Les circonstances de l’exécution d’une œuvre, le trac soudain, la surprise face à l’acoustique d’une salle, sa température, ou la qualité d’un piano et un bruit extérieur gênant (une cloche d’église ou un portable qui sonne, par exemple !) peuvent provoquer ce décalage funeste. Les musiciens doivent s’y préparer et adopter, avant l’entrée en scène, une attitude détendue et concentrée, des techniques efficaces existent, seule capable de générer la concordance du ressenti et du réalisé. Certains prennent beaucoup de temps avant de commencer. Ils sentent en eux le tempo, la couleur, la direction des phrases et, quand ils commencent, sont déjà dedans. On a souvent l’impression que tout peut arriver sans qu’ils dévient de leur trajectoire.

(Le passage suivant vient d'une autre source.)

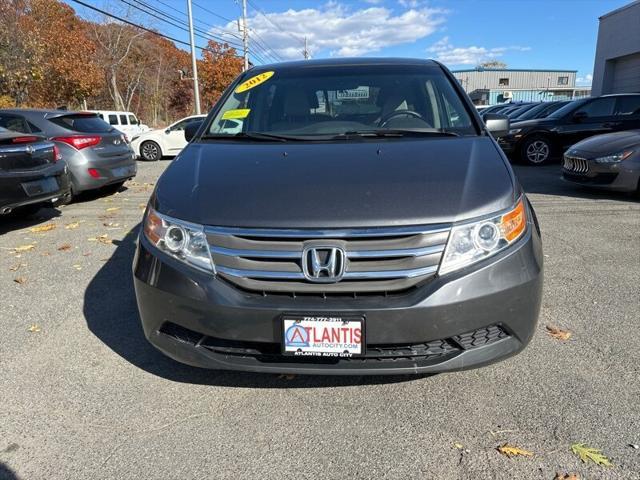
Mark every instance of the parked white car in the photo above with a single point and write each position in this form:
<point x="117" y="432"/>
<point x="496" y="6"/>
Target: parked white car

L’oreille contrôlant à tous les instants la réalisation.

Photo 8-08-19 10 35 22

Ma plus grande émotion du voyage, la tombe, à l’église Saint-Thomas de Leipzig,  de J.S. Bach avec qui je vis tous les jours en musique depuis près de 40 ans… J’aime dire qu’un jour sans Bach est un jour perdu…!

Mais pour les mélomanes aussi, l’image sonore n’est pas qu’une anecdote d’interprètes ou de musicien professionnel. Elle a, elle aussi, une importance cruciale dans l’écoute que nous adoptons. Si nous ne devons pas réaliser le son physiquement parlant, nous devrions avoir assimilé les diverses sonorités des instruments et de leurs combinaisons. Développer l’image intérieure des sons permet une écoute plus qualitative. On n’écoute pas le son l’orchestre de Bruckner comme celui de Mahler ! Il ne s’agit aucunement d’une érudition musicale artificielle. Il me semble au contraire que se forger une image des tempis, des timbres, des vitesses, des phrases, du sens de l’œuvre,… permet de mieux ressentir la musique qui se déroule sous nos oreilles. Nous devrions tous avoir une image intérieure de l’œuvre que nous allons entendre (ce n’est pas toujours possible, et cela permet d’ailleurs des découvertes qu’on approfondira après ou non). En tous cas, il ne s’agit jamais de perdre la spontanéité de l’écoute, mais d’en approfondir la portée. On gagnerait alors en sensation, en émotion et en compréhension. Le discours de la musique est souvent plus ardu qu’on ne le pense ! Le monde d’aujourd’hui, avec sa consommation rapide, immédiate avec sa superficialité conséquente n’autorise plus l’assimilation lente et à long terme ! Elle est pourtant essentielle pour comprendre cet art qui me passionne. C’est pourquoi quelques semaines par an et durant les autres mois, quelques heures de temps en temps, je m’isole dans ce monde où la lenteur permet la décantation et de prendre le temps, c’est assurément en gagner ! C’est encore l’un des aspects de l’écoute active que je tente de développer lors de mes cours et conférences.